Proving Language is Non Regular Using Pumping Lemma

80 Views Asked by At

I am working on a question where I have the formal language Z over the alphabet Q {a, b, c} and it is generated by the context-free grammar whose non-terminals are S, A, and B, the start symbol is S, production rules are as follows:

(1) S → abSb
(2) S → A
(3) A → Bc
(4) B → cA
(5) A → a

The question asked to describe the structure of strings in the language and I came up with $Z = \{w ∈ Q^* | w = ab^n o u o b^m, u ∈ Q^*, n, m ∈ N^*\}$. ($o$ means concatenated here).

I am now struggling with the second part of the question where I am asked to show this language isn't regular using the pumping lemma. I understand the concept of the pumping lemma and I have applied to simpler questions but I have never used it for a language involving concatenation.

Most examples I have seen online have been of structure $L = \{0^n 1 0^n 1 | n ∈ N^*\}$. I am wondering if there is some rule I am missing that says the powers must be the same or if I have gone wrong in my definition of the language.

Thanks in advance :)

2

There are 2 best solutions below

3
On

Your suggested expression, $$Z = \{w ∈ Q^* \mid w = ab^n Q^* b^m\},$$

is wrong. As you suspected, the language is irregular only if there is something forcing the number of $\mathtt b$s to be the same. In this case, there is. If the language were actually $\mathtt{ab}^nQ^*\mathtt{b}^m$, it would be regular.

Hint: Note that the only way to eliminate $B$ from a term is to replace it with ${\mathtt c}A$. Let's produce an equivalent grammar that doesn't use $B$. To do this, we drop the rule $B \to {\mathtt c}A$ completely, and then instead of $A\to B{\mathtt c}$, have $A\to {\mathtt c}Ac$. (Do you understand why this works?)

Now the grammar is $$\begin{align} S&\to \mathtt{ab}S\mathtt{b}\\ S&\to A \\ A&\to \mathtt{c}A\mathtt{c}\\ A&\to \mathtt{a} \end{align} $$

Perhaps this will be easier to handle?

6
On

If you ignore rule 1) then you get a subset $L_c$ of the language consisting of strings $s_n = c^nac^n$.

For large enough $n$'s the pumping lemma should be applicable to any $s_n$, so some non-empty substring $y$ of $s_n$ can be replicated arbitrary number of times.

This substring cannot contain $a$ because having more than one $a$ is only possible by introducing $b$'s from rule 1), but the replication result cannot contain $b$'s.

This means that substring $y$ would be inside of one of $c^n$ substrings.

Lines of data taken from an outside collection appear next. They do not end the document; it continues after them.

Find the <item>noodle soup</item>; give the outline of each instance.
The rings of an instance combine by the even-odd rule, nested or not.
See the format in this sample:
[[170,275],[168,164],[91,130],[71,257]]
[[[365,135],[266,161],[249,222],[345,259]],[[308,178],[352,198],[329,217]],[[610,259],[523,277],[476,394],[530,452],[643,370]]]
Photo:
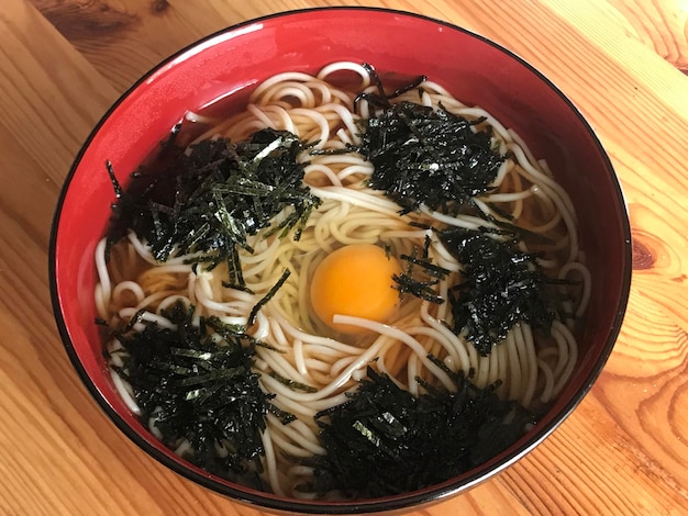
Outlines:
[[[189,461],[293,498],[397,494],[498,455],[566,384],[590,292],[576,213],[490,113],[343,61],[226,119],[188,113],[168,144],[164,173],[122,192],[96,304],[120,393]],[[424,448],[423,418],[479,452]]]

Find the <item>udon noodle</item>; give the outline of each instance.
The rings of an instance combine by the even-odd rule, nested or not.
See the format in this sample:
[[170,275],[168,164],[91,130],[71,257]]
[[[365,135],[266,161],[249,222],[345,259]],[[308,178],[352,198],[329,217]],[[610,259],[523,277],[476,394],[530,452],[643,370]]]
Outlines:
[[[347,88],[337,87],[332,77],[346,75]],[[271,127],[286,130],[301,141],[314,143],[315,149],[345,149],[360,142],[360,120],[374,110],[365,101],[354,111],[354,98],[359,91],[371,91],[368,71],[358,64],[335,63],[315,76],[286,72],[265,80],[249,98],[244,111],[226,120],[203,113],[188,113],[187,122],[207,126],[198,139],[230,138],[245,141],[254,132]],[[507,157],[499,169],[493,189],[476,199],[476,205],[496,218],[508,214],[512,223],[532,234],[546,236],[543,240],[521,242],[523,251],[536,250],[540,265],[550,277],[574,279],[582,287],[569,301],[569,316],[554,321],[548,337],[539,336],[526,323],[515,324],[507,338],[481,356],[465,335],[455,335],[445,322],[452,313],[447,303],[433,304],[411,295],[402,298],[396,318],[388,324],[358,317],[340,316],[339,322],[360,326],[363,336],[336,335],[313,316],[309,302],[309,284],[318,265],[342,246],[376,244],[393,256],[411,255],[422,248],[430,237],[429,258],[451,273],[436,285],[446,298],[451,285],[462,273],[462,266],[452,257],[432,231],[411,221],[436,227],[491,227],[488,217],[450,216],[421,207],[419,213],[399,214],[399,206],[384,192],[371,190],[366,179],[373,165],[356,153],[304,152],[304,181],[322,200],[308,218],[297,240],[271,236],[252,237],[253,254],[241,253],[246,287],[253,293],[222,285],[226,268],[212,270],[192,268],[186,256],[173,256],[158,262],[146,242],[133,232],[110,249],[106,259],[106,239],[98,245],[96,267],[98,313],[111,327],[121,327],[134,314],[140,314],[134,330],[144,323],[162,327],[174,326],[163,315],[165,309],[181,301],[195,307],[196,321],[219,316],[223,322],[246,324],[256,302],[279,280],[285,269],[291,271],[274,299],[258,312],[251,334],[268,343],[273,349],[256,351],[255,369],[262,388],[275,393],[274,404],[296,415],[296,420],[282,425],[267,416],[263,433],[265,447],[264,476],[277,494],[309,497],[312,493],[295,490],[308,481],[312,470],[293,462],[292,458],[322,455],[319,428],[313,417],[319,411],[346,401],[345,393],[356,389],[357,381],[370,364],[418,395],[422,386],[417,378],[452,389],[446,372],[429,356],[437,357],[451,370],[471,372],[473,382],[487,386],[500,380],[497,393],[536,408],[551,402],[565,385],[576,364],[578,347],[574,336],[575,321],[584,314],[590,291],[589,273],[579,248],[577,221],[573,204],[553,178],[544,161],[537,160],[517,134],[506,128],[490,113],[468,106],[453,98],[442,86],[425,81],[422,89],[403,93],[393,102],[413,101],[475,120],[492,127],[498,152]],[[499,206],[499,210],[495,210]],[[142,309],[144,312],[142,313]],[[121,363],[115,340],[108,343],[111,360]],[[314,392],[289,389],[276,378],[314,388]],[[113,373],[113,379],[130,408],[138,408],[131,386]],[[155,420],[151,431],[156,434]],[[177,451],[184,453],[187,444]]]

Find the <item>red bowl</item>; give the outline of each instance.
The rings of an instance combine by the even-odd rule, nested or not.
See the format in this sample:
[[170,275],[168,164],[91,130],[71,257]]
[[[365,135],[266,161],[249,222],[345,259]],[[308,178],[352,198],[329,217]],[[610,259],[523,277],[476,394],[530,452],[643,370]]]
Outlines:
[[[110,216],[113,190],[106,160],[121,182],[165,138],[186,110],[222,97],[241,104],[254,85],[286,70],[315,71],[335,60],[378,70],[428,75],[467,104],[479,104],[514,128],[555,170],[579,216],[592,296],[578,363],[536,427],[488,463],[423,491],[357,503],[299,502],[209,475],[162,446],[118,395],[95,324],[93,249]],[[95,400],[144,451],[174,471],[234,500],[285,513],[373,513],[418,508],[465,492],[526,455],[576,407],[612,350],[631,278],[626,210],[609,158],[590,126],[545,77],[509,51],[448,23],[404,12],[333,8],[295,11],[241,23],[156,66],[108,111],[75,159],[51,237],[55,317],[67,354]]]

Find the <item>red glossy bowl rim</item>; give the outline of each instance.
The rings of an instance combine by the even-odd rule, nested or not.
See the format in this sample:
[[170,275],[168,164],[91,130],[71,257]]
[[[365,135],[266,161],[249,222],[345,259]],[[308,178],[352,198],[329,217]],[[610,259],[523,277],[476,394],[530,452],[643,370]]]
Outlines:
[[[442,484],[431,486],[424,489],[422,491],[412,492],[403,495],[397,495],[393,497],[385,497],[385,498],[375,498],[375,500],[366,500],[359,502],[309,502],[309,501],[297,501],[293,498],[282,498],[276,495],[271,495],[269,493],[258,493],[254,491],[245,491],[240,485],[236,487],[232,485],[228,485],[225,483],[221,483],[214,481],[213,479],[199,474],[197,471],[190,470],[182,462],[170,459],[168,456],[160,452],[157,448],[152,446],[148,441],[146,441],[143,437],[138,435],[136,430],[134,430],[120,414],[110,405],[108,400],[100,393],[97,386],[91,381],[88,372],[84,368],[84,364],[79,360],[78,354],[74,347],[74,343],[69,337],[69,332],[66,326],[63,312],[60,309],[60,298],[57,289],[57,280],[56,280],[56,244],[57,244],[57,233],[60,222],[60,214],[63,204],[65,201],[65,197],[71,183],[71,180],[79,167],[81,158],[89,147],[91,141],[99,133],[100,128],[104,124],[104,122],[110,117],[112,112],[142,83],[144,83],[151,76],[153,76],[160,68],[165,67],[169,63],[177,59],[179,56],[185,53],[191,51],[195,47],[201,46],[203,44],[208,44],[210,41],[222,36],[223,34],[234,32],[245,27],[247,25],[259,23],[267,20],[278,19],[282,16],[298,16],[300,14],[308,14],[318,11],[374,11],[378,13],[388,13],[392,15],[400,16],[409,16],[415,18],[423,22],[429,22],[437,25],[442,25],[448,30],[462,32],[470,37],[477,38],[482,43],[492,46],[497,51],[507,55],[507,57],[519,61],[522,66],[528,68],[531,72],[533,72],[537,79],[543,81],[548,88],[551,88],[561,100],[570,109],[570,111],[575,114],[581,127],[584,127],[593,144],[597,146],[597,152],[600,157],[604,161],[606,168],[610,172],[611,184],[614,189],[614,194],[619,201],[619,205],[621,207],[620,220],[622,224],[623,232],[623,240],[624,240],[624,249],[623,249],[623,270],[621,273],[623,274],[623,280],[621,282],[621,292],[619,298],[619,306],[617,307],[617,312],[612,322],[612,326],[609,328],[608,338],[604,343],[601,352],[599,354],[598,359],[595,362],[595,367],[589,371],[587,378],[584,381],[584,384],[579,389],[572,400],[569,400],[563,407],[559,410],[557,414],[552,416],[550,422],[542,427],[539,427],[539,430],[533,434],[531,438],[529,438],[524,445],[522,445],[519,449],[502,456],[501,460],[497,463],[492,463],[487,468],[481,465],[476,468],[473,473],[467,475],[462,475],[458,479],[450,480]],[[220,31],[217,31],[208,36],[204,36],[178,52],[171,54],[167,58],[159,61],[156,66],[154,66],[151,70],[148,70],[145,75],[143,75],[136,82],[134,82],[130,88],[124,91],[120,96],[120,98],[108,109],[108,111],[101,116],[100,121],[96,124],[93,130],[90,132],[89,136],[86,138],[82,144],[80,150],[75,157],[75,160],[67,173],[65,181],[63,183],[59,197],[57,199],[57,204],[55,209],[55,213],[53,216],[52,228],[51,228],[51,238],[49,238],[49,247],[48,247],[48,279],[49,279],[49,289],[51,289],[51,298],[53,304],[53,312],[55,316],[55,321],[57,324],[57,328],[59,335],[63,340],[63,345],[71,361],[73,367],[79,374],[82,383],[88,389],[90,395],[93,400],[100,405],[100,407],[104,411],[104,413],[110,417],[112,423],[126,436],[129,437],[135,445],[137,445],[141,449],[143,449],[146,453],[148,453],[152,458],[166,465],[170,470],[176,473],[191,480],[192,482],[202,485],[211,491],[223,494],[233,498],[237,502],[242,502],[249,505],[256,505],[259,507],[265,507],[268,509],[276,509],[288,513],[304,513],[304,514],[360,514],[360,513],[376,513],[376,512],[388,512],[388,511],[399,511],[403,508],[410,508],[418,505],[425,505],[432,502],[439,502],[443,498],[456,495],[458,493],[465,492],[477,484],[484,482],[485,480],[495,476],[499,472],[503,471],[522,457],[528,455],[531,450],[533,450],[540,442],[542,442],[547,436],[550,436],[569,415],[570,413],[578,406],[578,404],[582,401],[582,399],[587,395],[587,393],[592,388],[593,383],[598,379],[601,373],[604,364],[611,351],[613,349],[614,343],[618,338],[619,332],[621,329],[621,324],[623,322],[623,317],[625,314],[628,299],[630,294],[631,288],[631,263],[632,263],[632,247],[631,247],[631,227],[629,223],[628,216],[628,207],[626,202],[623,195],[623,191],[619,183],[619,180],[614,173],[613,166],[609,156],[607,155],[604,148],[602,147],[599,138],[597,137],[595,131],[590,126],[590,124],[586,121],[580,111],[576,108],[576,105],[559,90],[550,79],[547,79],[542,72],[540,72],[535,67],[533,67],[525,59],[509,51],[508,48],[501,46],[493,41],[481,36],[475,32],[466,30],[464,27],[457,26],[453,23],[437,20],[424,14],[418,14],[401,10],[387,9],[387,8],[375,8],[375,7],[322,7],[322,8],[309,8],[309,9],[299,9],[292,11],[282,11],[271,13],[265,16],[259,16],[251,20],[246,20]]]

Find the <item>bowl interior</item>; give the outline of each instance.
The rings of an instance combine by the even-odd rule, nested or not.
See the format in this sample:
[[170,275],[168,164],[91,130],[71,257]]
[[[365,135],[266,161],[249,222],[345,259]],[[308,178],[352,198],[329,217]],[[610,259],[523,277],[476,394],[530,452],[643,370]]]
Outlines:
[[[410,35],[413,35],[410,37]],[[555,406],[517,447],[459,481],[413,498],[363,504],[354,512],[393,508],[456,492],[498,471],[542,440],[582,397],[611,351],[629,288],[629,228],[608,158],[573,105],[540,74],[504,49],[452,25],[399,12],[328,9],[247,22],[215,34],[164,61],[141,79],[93,131],[66,180],[51,248],[52,288],[65,346],[96,400],[146,451],[214,490],[269,507],[277,497],[234,486],[179,461],[148,436],[120,401],[95,325],[93,250],[113,202],[110,160],[122,183],[164,139],[186,110],[220,98],[240,105],[252,87],[287,70],[315,71],[335,60],[367,61],[379,71],[425,74],[467,104],[490,111],[547,160],[572,197],[581,247],[592,273],[592,296],[579,336],[576,372]],[[312,512],[352,511],[312,504]]]

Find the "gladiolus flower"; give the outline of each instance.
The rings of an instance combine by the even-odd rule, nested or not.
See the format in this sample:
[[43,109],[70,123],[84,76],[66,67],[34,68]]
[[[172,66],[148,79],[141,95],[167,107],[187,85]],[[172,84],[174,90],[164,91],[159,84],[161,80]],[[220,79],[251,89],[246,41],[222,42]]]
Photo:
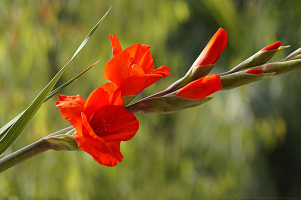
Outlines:
[[123,107],[120,90],[109,82],[93,91],[87,100],[78,94],[59,94],[56,106],[74,126],[80,148],[99,164],[115,166],[123,158],[121,141],[130,140],[139,128],[134,115]]
[[264,50],[276,50],[279,48],[282,42],[281,41],[278,41],[275,42],[273,43],[272,44],[270,44],[268,46],[265,47],[261,52],[263,52]]
[[262,69],[251,69],[248,70],[245,72],[246,74],[262,74]]
[[219,28],[195,61],[192,67],[214,64],[220,58],[227,42],[227,32]]
[[154,70],[150,46],[135,44],[122,51],[116,34],[110,34],[113,57],[103,69],[105,79],[121,90],[122,96],[136,94],[159,79],[171,74],[163,66]]
[[181,88],[176,96],[200,100],[220,90],[222,82],[219,75],[212,74],[193,81]]

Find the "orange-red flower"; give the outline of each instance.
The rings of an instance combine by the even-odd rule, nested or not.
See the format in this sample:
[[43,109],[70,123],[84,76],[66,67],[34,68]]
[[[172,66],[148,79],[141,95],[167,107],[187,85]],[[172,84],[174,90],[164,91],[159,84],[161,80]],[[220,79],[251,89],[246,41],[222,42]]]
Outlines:
[[79,147],[101,164],[121,162],[120,142],[135,135],[139,122],[123,107],[120,90],[109,82],[93,91],[86,101],[79,94],[58,98],[56,106],[76,130],[73,136]]
[[216,62],[226,48],[227,42],[227,32],[219,28],[195,61],[192,67],[213,64]]
[[262,74],[262,69],[251,69],[249,70],[247,72],[245,72],[246,74]]
[[275,42],[274,42],[272,44],[270,44],[268,46],[264,48],[261,50],[261,52],[263,52],[264,50],[277,50],[278,48],[279,48],[279,47],[281,45],[281,43],[282,42],[281,41],[278,41]]
[[154,70],[150,46],[135,44],[122,50],[116,34],[110,34],[113,57],[103,69],[105,79],[120,88],[122,96],[134,95],[159,79],[170,75],[170,70],[163,66]]
[[187,84],[181,88],[176,95],[187,98],[200,100],[221,88],[219,75],[207,75]]

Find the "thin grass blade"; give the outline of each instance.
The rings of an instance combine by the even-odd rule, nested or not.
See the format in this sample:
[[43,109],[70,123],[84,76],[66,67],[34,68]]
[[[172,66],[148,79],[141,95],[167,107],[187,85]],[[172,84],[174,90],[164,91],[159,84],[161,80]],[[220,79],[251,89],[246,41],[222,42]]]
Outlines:
[[94,28],[89,33],[87,37],[82,42],[75,53],[69,60],[69,62],[57,74],[54,78],[44,88],[44,90],[40,93],[34,102],[31,105],[25,110],[22,115],[18,118],[18,120],[14,123],[9,130],[6,132],[4,136],[0,140],[0,155],[2,155],[3,152],[10,146],[13,142],[21,134],[21,132],[30,122],[33,118],[35,116],[42,104],[44,103],[48,94],[53,88],[53,87],[61,77],[69,64],[71,62],[73,58],[79,52],[79,51],[85,46],[89,39],[94,33],[95,30],[99,26],[103,20],[110,10],[110,9],[96,24]]

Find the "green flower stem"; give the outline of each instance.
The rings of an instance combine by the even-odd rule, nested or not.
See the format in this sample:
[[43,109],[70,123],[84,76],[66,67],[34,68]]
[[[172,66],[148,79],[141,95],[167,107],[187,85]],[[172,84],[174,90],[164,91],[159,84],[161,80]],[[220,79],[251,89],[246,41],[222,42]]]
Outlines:
[[50,150],[78,150],[78,147],[76,148],[77,144],[74,138],[63,134],[73,128],[71,126],[54,132],[0,160],[0,173]]

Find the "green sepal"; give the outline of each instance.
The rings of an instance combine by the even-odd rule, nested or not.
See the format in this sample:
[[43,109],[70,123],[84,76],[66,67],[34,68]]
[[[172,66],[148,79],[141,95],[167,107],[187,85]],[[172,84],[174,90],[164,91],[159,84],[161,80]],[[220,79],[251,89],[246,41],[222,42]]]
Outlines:
[[281,75],[301,70],[301,59],[268,63],[252,68],[262,69],[263,73],[273,72],[273,76]]
[[192,100],[178,96],[155,97],[137,102],[126,108],[134,114],[139,113],[170,114],[201,105],[212,98],[213,97],[209,97]]
[[222,74],[220,75],[226,75],[247,68],[250,68],[264,64],[269,60],[277,52],[289,46],[279,46],[277,50],[267,50],[263,52],[261,52],[262,50],[260,50],[230,71]]
[[46,140],[54,150],[81,150],[76,140],[72,136],[60,134],[48,138]]
[[179,86],[176,90],[175,90],[180,89],[190,82],[197,80],[209,74],[216,64],[216,62],[215,62],[213,64],[206,64],[191,68],[184,77],[183,77],[183,80],[180,82]]
[[272,76],[274,73],[264,73],[254,74],[245,73],[247,70],[221,76],[221,90],[233,89],[253,82],[262,80]]
[[126,106],[135,97],[138,95],[130,95],[128,96],[122,96],[122,100],[123,100],[123,107]]
[[216,64],[216,62],[211,64],[206,64],[191,68],[184,77],[174,82],[166,90],[156,94],[155,96],[162,96],[165,94],[172,92],[184,87],[193,81],[205,76],[210,72]]
[[297,60],[301,58],[301,48],[298,48],[289,55],[287,56],[285,58],[281,60],[278,62],[283,62],[291,60]]

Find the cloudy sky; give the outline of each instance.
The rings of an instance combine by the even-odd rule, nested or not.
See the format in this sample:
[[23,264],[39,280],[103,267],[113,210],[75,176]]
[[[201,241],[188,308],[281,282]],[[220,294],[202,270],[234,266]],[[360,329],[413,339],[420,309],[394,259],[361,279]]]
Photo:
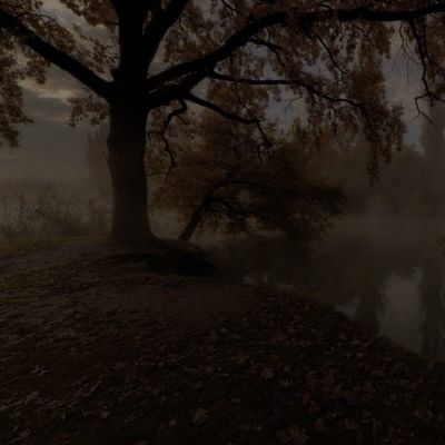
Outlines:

But replicating such $y$ would disbalance $c$'s, i.e., the resulting substring would look $c^mac^n$ with $m \neq n$.

P.S. About the language and its strings: We can use (1) some number of times ($n$), but once we use (2) we can't never get back. This means that at some stage we have intermediate result $(ab)^nAb^n$. After that we can alternate between (3) and (4) some number ($m$) of times to get $(ab)^nc^mAc^mb^n$, but to finish we will eventually use (5) and end up with $(ab)^nc^mac^mb^n$, which is the format of all strings in $Z$.

P.S.2 There is an intuitive explanation why $Z$ is not regular. All regular languages can be parsed by finite automata. But after $(ab)^n$ is parsed the automaton must remember $n$ somehow so that it can check the number of $b$'s at the end. Since $n$ can be arbitrarily large one might need unlimited memory to remember it, which a finite automaton does not have.